Specify a correct formula in R for Piecewise Linear Functions?
On Thu, 3 Jan 2008, zhijie zhang wrote:
Some developments with confusions. I tried the spline method and dummy variable approach to do it. But their results are very different. See following.
[volumes of output and gratuitous SAS code deleted]
Q1: Why are these two methods so different for the results, e.g. the coefficients?
For the same reason that Thomas replied to my email suggesting a different approach than the one I showed you. viz. The spline basis differs from the basis vectors he constructed.
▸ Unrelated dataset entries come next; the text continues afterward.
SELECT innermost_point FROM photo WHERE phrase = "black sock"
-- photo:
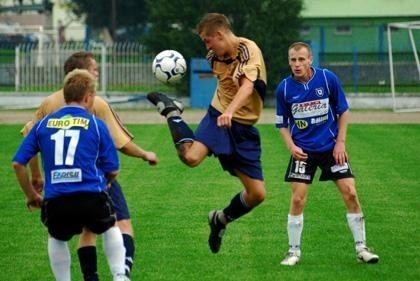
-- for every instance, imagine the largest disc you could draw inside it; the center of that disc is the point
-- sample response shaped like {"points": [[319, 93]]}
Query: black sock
{"points": [[88, 263], [237, 208], [129, 252], [179, 130]]}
Q2: The spline method is useful for piecewise linear functions, e.g. bs(distance_trans,degree=1,knots=c(13,25)), but how should i do if i want to fit a linear function for the case the distance_trans<13,and quadratic curve when distance_trans>=13? "bs(distance_trans,degree=c(1,2),knots=13)" cannot works. And even for more than three parts. <13,13~25, >25.
Whew! My response would be "don't go there". Fit a richer basis than you need and use penalization to damp out unneeded variation in the fit. Or use GAMs. But if you feel you must, you can construct things like bs( pmax( 13, pmin( 25 , x ) )
Q3:"fit <- glm( y ~ pmax(x,20)+pmin(x,20), family=binomial)" is good. But if i divide x into three or more parts, how should i specify it in this way?
As above.
Hope somone can help.Thanks a lot.
You can help youself a lot by taking a few minutes to learn to do in R what you did in SAS. Reading the help pages AND running the examples is often illuminating. For example, example( pmin ) should give you some helpful hints. HTH, Chuck
On Jan 2, 2008 11:58 PM, Thomas Lumley <tlumley at u.washington.edu> wrote:
On Tue, 1 Jan 2008, Charles C. Berry wrote:
On Tue, 1 Jan 2008, zhijie zhang wrote:
Dear all, I have two variables, y and x. It seems that the relationship between
them
is Piecewise Linear Functions. The cutpoint is 20. That is, when x<20,
there
is a linear relationship between y and x; while x>=20, there is another different linear relationship between them. How can i specify their relationships in R correctly? # glm(y~I(x<20)+I(x>=20),family = binomial, data = point) something
like
this?
Try this:
library(splines) fit <- glm( y ~ bs( x, deg=1, knots=20 ), family=binomial)
In the linear case I would actually argue that there is a benefit from
constructing the spline basis by hand, so that you know what the
coefficients mean. (For quadratic and higher order splines I agree that
pre-existing code for the B-spline basis makes a lot more sense).
For example, in
fit <- glm( y ~ pmax(x,20)+pmin(x,20), family=binomial)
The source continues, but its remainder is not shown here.